Welcome to SecOPERA
Secure OPen source softwarE and hardwaRe Adaptable framework
“A one-stop hub for complex open-source software and hardware solutions delivering the means to analyse, assess, secure/harden and share open-source solutions as those are integrated into an overall complex product developed for a networked connected environment.“
The aim
SecOPERA aims to provide a one-stop hub for complex OSS/OSH solutions delivering to a connected device designer, implementer and operator as well as any open-source software/hardware developer, the means to analyse, assess, secure/harden and share open-source solutions as those are integrated in an overall complex product developed for a networked connected environment.
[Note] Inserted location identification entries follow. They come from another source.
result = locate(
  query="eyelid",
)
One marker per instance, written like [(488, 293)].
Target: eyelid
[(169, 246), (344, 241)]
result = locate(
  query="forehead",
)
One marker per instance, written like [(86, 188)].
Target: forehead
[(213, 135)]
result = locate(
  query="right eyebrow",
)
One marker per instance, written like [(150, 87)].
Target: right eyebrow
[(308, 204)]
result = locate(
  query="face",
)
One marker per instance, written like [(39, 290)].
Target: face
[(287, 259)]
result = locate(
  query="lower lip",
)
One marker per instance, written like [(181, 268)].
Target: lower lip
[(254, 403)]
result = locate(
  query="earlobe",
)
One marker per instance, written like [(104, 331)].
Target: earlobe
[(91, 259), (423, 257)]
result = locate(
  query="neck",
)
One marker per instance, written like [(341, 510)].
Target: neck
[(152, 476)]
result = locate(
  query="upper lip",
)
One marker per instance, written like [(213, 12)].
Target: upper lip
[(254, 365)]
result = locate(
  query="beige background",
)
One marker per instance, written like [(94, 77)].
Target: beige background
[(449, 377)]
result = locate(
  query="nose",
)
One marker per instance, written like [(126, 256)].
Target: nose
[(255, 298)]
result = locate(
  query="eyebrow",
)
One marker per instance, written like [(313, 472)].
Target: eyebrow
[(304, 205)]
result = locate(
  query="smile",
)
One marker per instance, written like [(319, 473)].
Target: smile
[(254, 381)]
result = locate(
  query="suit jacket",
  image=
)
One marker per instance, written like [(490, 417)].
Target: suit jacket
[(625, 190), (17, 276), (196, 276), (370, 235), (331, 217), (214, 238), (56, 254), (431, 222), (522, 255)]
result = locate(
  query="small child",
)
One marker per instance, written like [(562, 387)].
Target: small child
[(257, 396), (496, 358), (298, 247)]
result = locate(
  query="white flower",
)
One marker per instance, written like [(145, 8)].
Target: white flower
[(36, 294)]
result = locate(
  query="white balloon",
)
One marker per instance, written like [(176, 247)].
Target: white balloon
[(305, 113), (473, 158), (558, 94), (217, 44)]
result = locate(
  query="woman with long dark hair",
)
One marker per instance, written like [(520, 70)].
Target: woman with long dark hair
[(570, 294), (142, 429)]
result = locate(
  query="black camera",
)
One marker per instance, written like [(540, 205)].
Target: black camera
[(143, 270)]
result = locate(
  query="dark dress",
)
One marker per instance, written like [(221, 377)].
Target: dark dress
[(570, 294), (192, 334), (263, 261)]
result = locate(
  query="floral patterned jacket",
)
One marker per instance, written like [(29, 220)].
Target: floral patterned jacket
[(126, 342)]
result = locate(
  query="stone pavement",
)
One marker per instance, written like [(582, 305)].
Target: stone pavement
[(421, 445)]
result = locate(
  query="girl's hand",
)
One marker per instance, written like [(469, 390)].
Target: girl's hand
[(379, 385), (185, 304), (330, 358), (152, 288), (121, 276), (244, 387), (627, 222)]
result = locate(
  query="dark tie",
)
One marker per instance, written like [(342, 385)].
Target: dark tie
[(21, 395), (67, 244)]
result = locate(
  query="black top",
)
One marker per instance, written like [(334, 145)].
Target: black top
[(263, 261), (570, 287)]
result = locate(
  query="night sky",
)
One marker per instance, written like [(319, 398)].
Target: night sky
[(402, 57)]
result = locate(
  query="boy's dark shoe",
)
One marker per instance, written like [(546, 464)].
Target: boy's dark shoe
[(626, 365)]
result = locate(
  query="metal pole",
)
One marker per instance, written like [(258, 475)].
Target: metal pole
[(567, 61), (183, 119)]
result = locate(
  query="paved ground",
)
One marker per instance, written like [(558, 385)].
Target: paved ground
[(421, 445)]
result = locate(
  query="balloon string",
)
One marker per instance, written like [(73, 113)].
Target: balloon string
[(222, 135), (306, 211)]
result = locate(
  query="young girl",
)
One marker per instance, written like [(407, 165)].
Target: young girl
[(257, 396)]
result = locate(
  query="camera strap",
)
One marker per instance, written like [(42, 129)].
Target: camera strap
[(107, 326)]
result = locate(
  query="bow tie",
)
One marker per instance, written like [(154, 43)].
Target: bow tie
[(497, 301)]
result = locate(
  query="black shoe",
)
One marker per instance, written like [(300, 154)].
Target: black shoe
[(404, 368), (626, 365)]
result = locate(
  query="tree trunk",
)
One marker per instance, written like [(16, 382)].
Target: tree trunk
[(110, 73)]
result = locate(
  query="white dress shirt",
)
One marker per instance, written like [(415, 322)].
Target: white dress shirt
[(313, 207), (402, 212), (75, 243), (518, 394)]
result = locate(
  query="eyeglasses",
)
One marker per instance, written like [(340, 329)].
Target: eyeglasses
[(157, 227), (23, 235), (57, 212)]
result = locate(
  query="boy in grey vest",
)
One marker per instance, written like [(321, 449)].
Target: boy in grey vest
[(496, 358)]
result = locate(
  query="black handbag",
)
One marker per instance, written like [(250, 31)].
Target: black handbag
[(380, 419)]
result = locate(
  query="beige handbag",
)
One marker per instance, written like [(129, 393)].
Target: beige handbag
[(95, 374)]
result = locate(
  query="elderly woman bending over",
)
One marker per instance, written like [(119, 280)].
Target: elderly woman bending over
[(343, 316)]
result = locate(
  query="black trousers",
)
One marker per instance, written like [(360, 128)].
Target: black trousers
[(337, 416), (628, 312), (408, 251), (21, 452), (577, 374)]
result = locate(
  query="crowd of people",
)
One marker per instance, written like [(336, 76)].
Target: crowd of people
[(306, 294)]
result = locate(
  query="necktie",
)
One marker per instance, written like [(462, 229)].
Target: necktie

The SecOPERA hub offers to the open-source community a framework supporting the open-source DevSecOps lifecycle and generates secure open-source solutions along with appropriate, verifiable security guarantees.
SecOPERA Objectives
Provide a complete Security Auditing-Testing toolbox in order to identify security issues in open-source software and hardware
Research and Develop Security Hardening and security enhancement of open-source solutions
Offer Adaptable security solutions for the open-source community (SW and HW) at cognitive, network, application and device layers that are securely updated/patched
Provide the SecOPERA hub that will offer the SecOPERA pool of open-source solutions (with security guarantees) as well as the SecOPERA framework with all the tools to support the SecOPERA concepts of Decompose, Audit/Assess, Secure, Adapt, Update
Validate the SecOPERA solution in two pilots using several use cases that are linked with all aspects of the SecOPERA hub
Provide a viable exploitation and business model of the SecOPERA solution that will comply with the open-source nature of the SecOPERA Framework, repository, and the associated open-source data, software and hardware components
Framework
SecOPERA provides a framework supporting the open-source DevSecOps lifecycle that comprises:
- a decomposition and security audit/testing engine that analyses open-source solutions (OSS/OSH),
- an adaptation engine that debloats OSS/OSH code to remove unrelated open-source code and reduce the code attack surface, and a security enhancement process to harden the OSS/OSH solution,
- an updating/patching mechanism so that the SecOPERA open-source flows remain secure even if their open-source code starting points are vulnerable.
.
On top of that, SecOPERA hub provides:
- an open-source repository for secure modules that is used in the security enhancement mechanism of open-source solutions,
- an open-source repository of security-hardened OSS/OSH solutions and their security guarantees.